Der Master qualifiziert eher für Stellen in den oben genannten Schwerpunktbereichen, weil diese auch stärker in Richtung Forschung gehen. Bachelor werden somit insgesamt betrachtet eher wie Fachinformatiker eingesetzt. Der Vorteil des Bachelor-Studiums liegt wohl eher darin, sich im Unternehmen aber auch in andere Bereiche weiterqualifizieren zu können, die man eher den studierten Informatikern / Naturwissenschaftlern zutraut und im Bereich des wissenschaftlichen Arbeits angesiedelt sind. Allgemein ist das erstmal die Idee dahinter, aber da hält man sich nicht immer konsequent dran. So kann es auch vorkommen und kommt es auch oft vor, dass Fachinformatik und Bachelor insbesondere de facto komplett das Gleiche machen und Master-Absolventen tendenziell eher gerne mal befördert / bevorzugt werden. Teilweise berechtigt (wie gesagt, in ihren Schwerpunktbereichen sind sie methodisch direkt nach dem Studium natürlich weiter als ein Bachelor-Absolvent oder jemand mit einer Ausbildung), teilweise nicht (berufserfahrener Bachelor vs. Master ohne einschlägige Erfahrung z. B. da falscher Schwerpunkt. Übrigens: Auf YouTube publizieren aktuell viele Informatik-Studenten "Werbevideos" für ihre Studiengänge. In manchen Bereichen sind diese allerdings realitätsfern und mit Vorsicht zu genießen. Bestes Beispiel: Oftmals reden Studenten gerne über den besten Einstieg in die Informatik und viele ignorieren die Ausbildungswege komplett (ich bin kein ausgebildeter Fachinformatik, aber halte das schlichtweg trotzdem für unfair).

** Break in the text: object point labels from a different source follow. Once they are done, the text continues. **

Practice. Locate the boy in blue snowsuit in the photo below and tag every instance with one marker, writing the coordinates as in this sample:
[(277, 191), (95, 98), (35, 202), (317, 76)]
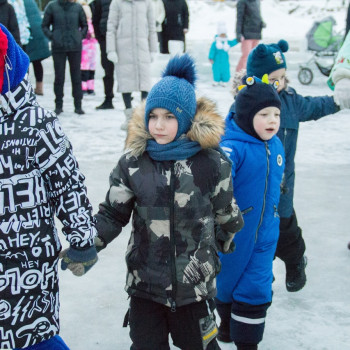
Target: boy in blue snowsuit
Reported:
[(219, 56), (269, 59), (245, 281)]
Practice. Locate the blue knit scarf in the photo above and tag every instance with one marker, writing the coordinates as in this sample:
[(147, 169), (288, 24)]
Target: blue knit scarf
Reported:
[(180, 149)]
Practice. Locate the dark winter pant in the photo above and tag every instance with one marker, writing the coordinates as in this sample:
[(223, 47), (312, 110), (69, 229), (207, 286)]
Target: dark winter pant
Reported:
[(38, 70), (108, 66), (246, 322), (192, 327), (59, 61), (127, 98), (291, 245), (54, 343)]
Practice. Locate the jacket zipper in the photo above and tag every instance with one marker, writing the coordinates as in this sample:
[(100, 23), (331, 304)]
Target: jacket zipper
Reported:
[(265, 190), (172, 239)]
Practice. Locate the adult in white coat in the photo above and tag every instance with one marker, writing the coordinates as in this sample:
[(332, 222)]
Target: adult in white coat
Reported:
[(131, 44)]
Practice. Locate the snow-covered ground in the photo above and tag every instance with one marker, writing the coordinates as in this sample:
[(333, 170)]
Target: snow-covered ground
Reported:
[(316, 318)]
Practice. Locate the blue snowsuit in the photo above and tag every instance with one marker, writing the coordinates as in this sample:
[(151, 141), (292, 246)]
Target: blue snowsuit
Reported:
[(246, 275), (221, 65), (295, 108)]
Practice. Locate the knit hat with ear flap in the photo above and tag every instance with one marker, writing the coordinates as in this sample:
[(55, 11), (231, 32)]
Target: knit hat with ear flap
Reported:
[(251, 99), (265, 59), (175, 92), (14, 62)]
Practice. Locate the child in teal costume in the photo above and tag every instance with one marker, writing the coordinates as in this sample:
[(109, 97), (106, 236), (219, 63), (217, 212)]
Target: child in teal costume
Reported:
[(219, 56)]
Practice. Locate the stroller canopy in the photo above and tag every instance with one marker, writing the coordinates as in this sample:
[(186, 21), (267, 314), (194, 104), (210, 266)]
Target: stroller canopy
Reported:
[(320, 36)]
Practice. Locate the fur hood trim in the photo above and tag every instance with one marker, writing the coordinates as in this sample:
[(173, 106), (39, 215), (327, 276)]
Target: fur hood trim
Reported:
[(207, 128), (237, 81)]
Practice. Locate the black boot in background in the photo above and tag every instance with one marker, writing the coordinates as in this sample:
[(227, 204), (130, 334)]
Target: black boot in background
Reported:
[(295, 275), (78, 109), (107, 104), (247, 346)]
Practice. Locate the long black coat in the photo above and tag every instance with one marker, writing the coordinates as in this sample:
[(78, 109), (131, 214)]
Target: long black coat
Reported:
[(68, 25), (9, 20), (176, 20)]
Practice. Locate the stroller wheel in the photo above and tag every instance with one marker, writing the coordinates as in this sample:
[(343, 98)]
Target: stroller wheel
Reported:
[(305, 76)]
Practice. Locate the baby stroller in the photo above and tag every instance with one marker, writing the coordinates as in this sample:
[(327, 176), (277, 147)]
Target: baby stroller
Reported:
[(324, 45)]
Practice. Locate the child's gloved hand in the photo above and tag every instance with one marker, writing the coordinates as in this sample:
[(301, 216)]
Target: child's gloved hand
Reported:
[(78, 261), (342, 93), (113, 57), (99, 243)]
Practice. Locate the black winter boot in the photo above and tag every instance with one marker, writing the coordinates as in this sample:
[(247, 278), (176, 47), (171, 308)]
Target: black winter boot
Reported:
[(295, 275), (224, 311), (78, 109), (107, 104), (59, 108)]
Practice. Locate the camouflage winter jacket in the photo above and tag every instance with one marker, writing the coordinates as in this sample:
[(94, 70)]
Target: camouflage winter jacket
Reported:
[(172, 252)]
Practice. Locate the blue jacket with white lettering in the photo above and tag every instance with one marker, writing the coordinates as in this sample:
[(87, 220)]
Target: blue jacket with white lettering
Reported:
[(257, 169)]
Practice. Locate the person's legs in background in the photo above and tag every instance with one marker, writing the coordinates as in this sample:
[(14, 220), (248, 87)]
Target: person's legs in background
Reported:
[(39, 74), (108, 79), (74, 59), (246, 46), (59, 62)]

Woher ich das weiß:Berufserfahrung

"Experte" wirst du durch Wissen, nicht durch Titel*. Du kannst auch ohne den geringsten Abschluss - meinetwegen als "abgebrochener Hauptschüler" - ein anerkannter Experte auf einem beliebigen Fachgebiet sein.

*) "Titel" und "Wissen" korrelieren nur sehr bedingt und mit den "Bildungs-Reformen", die eine zunehmende Verschulung der Bildung durchsetzen, immer weniger.

Tatsächlich gehört Deutschland (noch) zu den "schein-gläubigsten" Ländern der Welt. Hier zählt der Titel (noch) mehr als das eigentliche (Fach-)Wissen.

In den meisten anderen Ländern ist dein Titel eher nebenrangig: Es ist nett, wenn du einen hast. Und er kann dir Türen öffnen, die sonst verschlossen bleiben oder nur durch Umwege zu öffnen sind. Aber hauptsächlich interessiert man sich dafür, was du tatsächlich kannst.

Als Master bist du Master, und als Bachelor ein Bachelor.

Den Begriff "Experte" gibt es im Akademischen nicht, auch generell ist das kein geschützter Begriff. Das hängt vom Blickwinkel ab. Überspitzt gesagt wird jemand aus einem Dritte-Welt-Land ohne Bildung auch jemanden mit deutschem Hauptschulabschluss als Experten betrachten.